The goalie fight in the NHL might be officially a thing of the past.
On Wednesday night in Pittsburgh with the Penguins beating the Canadiens 5-1 late in the third period, a skirmish broke out in front of Penguins goalie Marc-Andre Fleury. There was the usual pushing and shoving while Fleury backed away, but not too far. He was still around.
Feeling alone, Canadiens goalie Peter Budaj left his crease and caught Fleury's attention where Fleury gave an approving gesture. That's it, a goalie fight was on.
And then it wasn't. As soon as Fleury started to head toward center ice the referee skated right in between he and the blue line to put a kibosh on the preceedings. Budaj, meanwhile, was impeded by a linesman and the peace was kept.
You can thank Ray Emery for the way he attacked Braden Holtby earlier this season in Philadelphia because without that happening, we had ourselves the rare goalie fight in Pittsburgh.
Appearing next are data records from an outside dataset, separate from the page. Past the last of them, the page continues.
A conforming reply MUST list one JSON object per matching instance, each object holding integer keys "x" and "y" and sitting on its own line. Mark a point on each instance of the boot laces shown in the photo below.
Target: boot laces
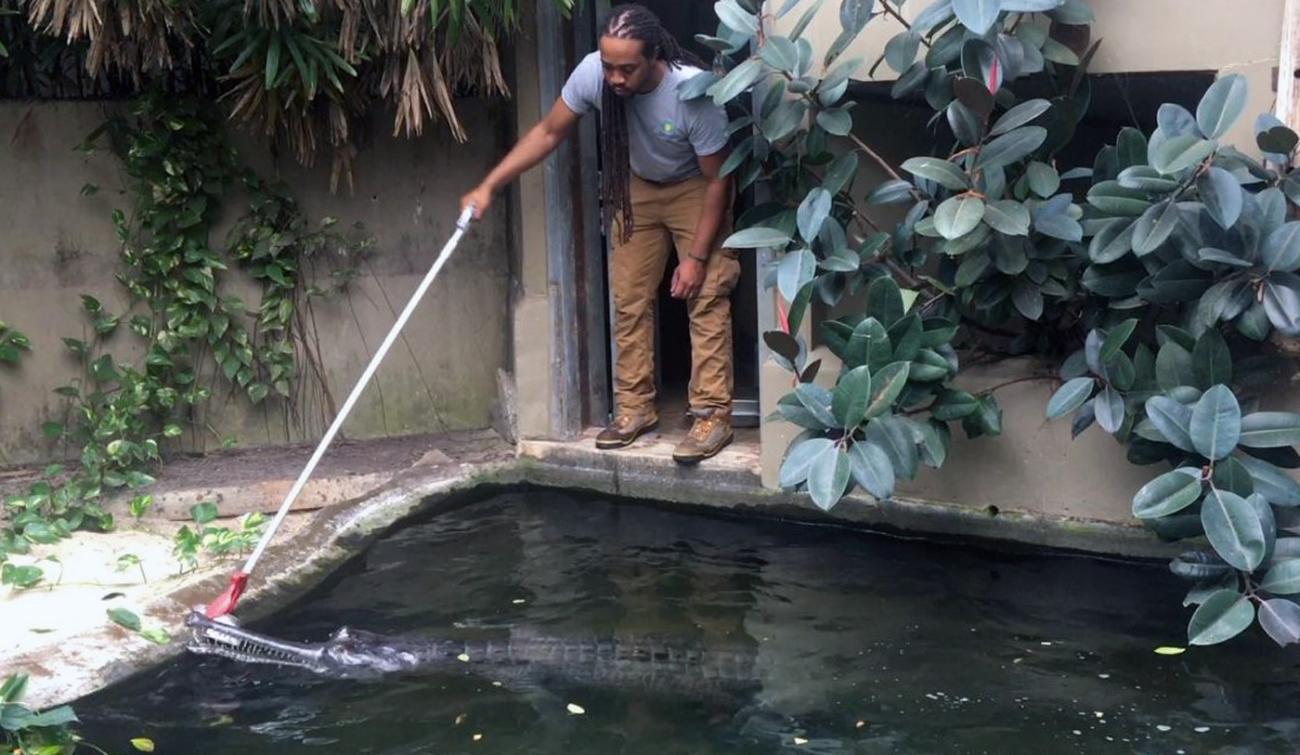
{"x": 702, "y": 428}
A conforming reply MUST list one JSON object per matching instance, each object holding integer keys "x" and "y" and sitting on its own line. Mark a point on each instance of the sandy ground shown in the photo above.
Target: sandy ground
{"x": 42, "y": 625}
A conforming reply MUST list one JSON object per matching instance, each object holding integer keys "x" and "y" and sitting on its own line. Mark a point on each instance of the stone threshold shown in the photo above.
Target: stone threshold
{"x": 346, "y": 519}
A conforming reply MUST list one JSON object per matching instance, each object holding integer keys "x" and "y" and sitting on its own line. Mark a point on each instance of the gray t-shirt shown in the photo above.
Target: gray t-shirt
{"x": 664, "y": 134}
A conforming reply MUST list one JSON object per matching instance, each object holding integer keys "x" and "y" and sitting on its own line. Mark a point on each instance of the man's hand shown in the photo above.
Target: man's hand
{"x": 480, "y": 198}
{"x": 688, "y": 278}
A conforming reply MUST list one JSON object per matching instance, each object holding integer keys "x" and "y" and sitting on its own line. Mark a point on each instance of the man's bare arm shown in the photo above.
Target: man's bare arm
{"x": 541, "y": 140}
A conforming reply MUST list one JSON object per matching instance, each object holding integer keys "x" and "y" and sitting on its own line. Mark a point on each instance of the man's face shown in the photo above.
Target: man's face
{"x": 627, "y": 69}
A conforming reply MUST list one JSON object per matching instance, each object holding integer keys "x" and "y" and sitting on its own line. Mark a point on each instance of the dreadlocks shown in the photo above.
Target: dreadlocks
{"x": 636, "y": 22}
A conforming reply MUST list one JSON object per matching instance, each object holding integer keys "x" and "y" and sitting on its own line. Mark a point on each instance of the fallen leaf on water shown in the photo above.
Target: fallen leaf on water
{"x": 156, "y": 636}
{"x": 125, "y": 617}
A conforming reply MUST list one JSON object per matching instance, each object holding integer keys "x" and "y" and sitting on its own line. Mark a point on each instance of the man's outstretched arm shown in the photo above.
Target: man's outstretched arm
{"x": 541, "y": 140}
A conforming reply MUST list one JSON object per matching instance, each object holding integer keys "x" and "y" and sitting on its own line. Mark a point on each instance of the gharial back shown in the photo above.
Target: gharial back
{"x": 646, "y": 664}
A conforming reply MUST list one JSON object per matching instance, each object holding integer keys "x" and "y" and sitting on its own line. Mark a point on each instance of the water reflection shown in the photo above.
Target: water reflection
{"x": 863, "y": 645}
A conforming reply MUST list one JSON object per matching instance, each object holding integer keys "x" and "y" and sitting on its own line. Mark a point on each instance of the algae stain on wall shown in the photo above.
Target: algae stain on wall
{"x": 61, "y": 244}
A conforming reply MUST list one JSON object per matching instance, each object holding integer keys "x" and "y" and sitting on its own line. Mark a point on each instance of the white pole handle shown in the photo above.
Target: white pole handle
{"x": 462, "y": 226}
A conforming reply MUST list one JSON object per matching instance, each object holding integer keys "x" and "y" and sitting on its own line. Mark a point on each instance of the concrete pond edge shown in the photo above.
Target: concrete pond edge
{"x": 79, "y": 665}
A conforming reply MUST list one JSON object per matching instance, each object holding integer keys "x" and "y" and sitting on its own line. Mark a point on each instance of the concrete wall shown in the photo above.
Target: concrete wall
{"x": 1144, "y": 35}
{"x": 59, "y": 244}
{"x": 1034, "y": 467}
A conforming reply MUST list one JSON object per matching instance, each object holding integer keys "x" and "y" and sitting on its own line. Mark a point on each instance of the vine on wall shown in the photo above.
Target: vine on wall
{"x": 198, "y": 338}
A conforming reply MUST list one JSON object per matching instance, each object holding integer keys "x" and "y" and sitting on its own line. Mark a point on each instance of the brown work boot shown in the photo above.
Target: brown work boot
{"x": 624, "y": 429}
{"x": 709, "y": 434}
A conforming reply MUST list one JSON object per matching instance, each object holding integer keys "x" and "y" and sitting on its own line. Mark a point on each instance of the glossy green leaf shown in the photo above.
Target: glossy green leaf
{"x": 852, "y": 396}
{"x": 941, "y": 172}
{"x": 1270, "y": 430}
{"x": 1273, "y": 484}
{"x": 1212, "y": 360}
{"x": 895, "y": 437}
{"x": 1281, "y": 620}
{"x": 887, "y": 385}
{"x": 1012, "y": 147}
{"x": 1179, "y": 153}
{"x": 1216, "y": 422}
{"x": 1221, "y": 194}
{"x": 978, "y": 16}
{"x": 1117, "y": 338}
{"x": 828, "y": 477}
{"x": 794, "y": 272}
{"x": 736, "y": 17}
{"x": 1109, "y": 409}
{"x": 1173, "y": 420}
{"x": 813, "y": 213}
{"x": 1221, "y": 617}
{"x": 125, "y": 617}
{"x": 958, "y": 216}
{"x": 740, "y": 78}
{"x": 798, "y": 459}
{"x": 1155, "y": 226}
{"x": 1070, "y": 396}
{"x": 1008, "y": 216}
{"x": 1221, "y": 105}
{"x": 901, "y": 50}
{"x": 1234, "y": 528}
{"x": 817, "y": 400}
{"x": 1282, "y": 578}
{"x": 1170, "y": 493}
{"x": 871, "y": 469}
{"x": 1019, "y": 116}
{"x": 1281, "y": 250}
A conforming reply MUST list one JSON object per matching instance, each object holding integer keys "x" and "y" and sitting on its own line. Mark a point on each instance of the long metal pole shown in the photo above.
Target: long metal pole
{"x": 462, "y": 226}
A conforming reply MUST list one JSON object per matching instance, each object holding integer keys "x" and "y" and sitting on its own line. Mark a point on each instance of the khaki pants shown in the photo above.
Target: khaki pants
{"x": 666, "y": 216}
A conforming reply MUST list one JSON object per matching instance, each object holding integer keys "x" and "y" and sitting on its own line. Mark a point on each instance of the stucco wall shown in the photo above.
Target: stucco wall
{"x": 1035, "y": 467}
{"x": 1138, "y": 35}
{"x": 59, "y": 244}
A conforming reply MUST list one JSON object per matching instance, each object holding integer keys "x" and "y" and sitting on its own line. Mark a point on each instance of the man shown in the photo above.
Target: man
{"x": 662, "y": 189}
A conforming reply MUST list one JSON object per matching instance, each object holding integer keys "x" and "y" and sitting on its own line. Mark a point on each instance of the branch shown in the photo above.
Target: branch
{"x": 893, "y": 12}
{"x": 1015, "y": 381}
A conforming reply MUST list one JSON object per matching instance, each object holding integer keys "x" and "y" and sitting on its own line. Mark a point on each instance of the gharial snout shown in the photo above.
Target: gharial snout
{"x": 228, "y": 639}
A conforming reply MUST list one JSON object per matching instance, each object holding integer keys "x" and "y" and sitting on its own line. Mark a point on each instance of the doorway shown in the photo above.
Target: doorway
{"x": 672, "y": 342}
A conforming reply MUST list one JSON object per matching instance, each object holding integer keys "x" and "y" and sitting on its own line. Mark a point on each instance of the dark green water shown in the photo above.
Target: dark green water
{"x": 865, "y": 645}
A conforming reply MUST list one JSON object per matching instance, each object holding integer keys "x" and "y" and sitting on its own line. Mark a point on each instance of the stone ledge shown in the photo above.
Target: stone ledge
{"x": 733, "y": 482}
{"x": 72, "y": 664}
But since that fight was more like an assault and the league didn't like it, Gary Bettman said the league was going to look at the rules about goalie fights. Apparently the temporary solution was just to stop it before it happens.
Now look, as long as fighting is going to be in the game and as long as the two goaltenders are clearly both interested in a battle, there is no reason that they shouldn't be allowed to do just that as if they were a pair of skaters. It was good thinking on the NHL's part to try and protect goalies who don't want to fight as Holtby didn't but when two goaltenders are clearly as willing to fight as Fleury and Budaj were they should be allowed to go for a spin. Either fighting is in the game or it's not and that should extend to goaltenders as well when they're willing combatants.
The vast majority of fans still like fighting in hockey, just look at the reactions in the crowd when one takes place. The goalie fight is even more beloved and is a rare delicacy. It's now on the endangered list in the NHL.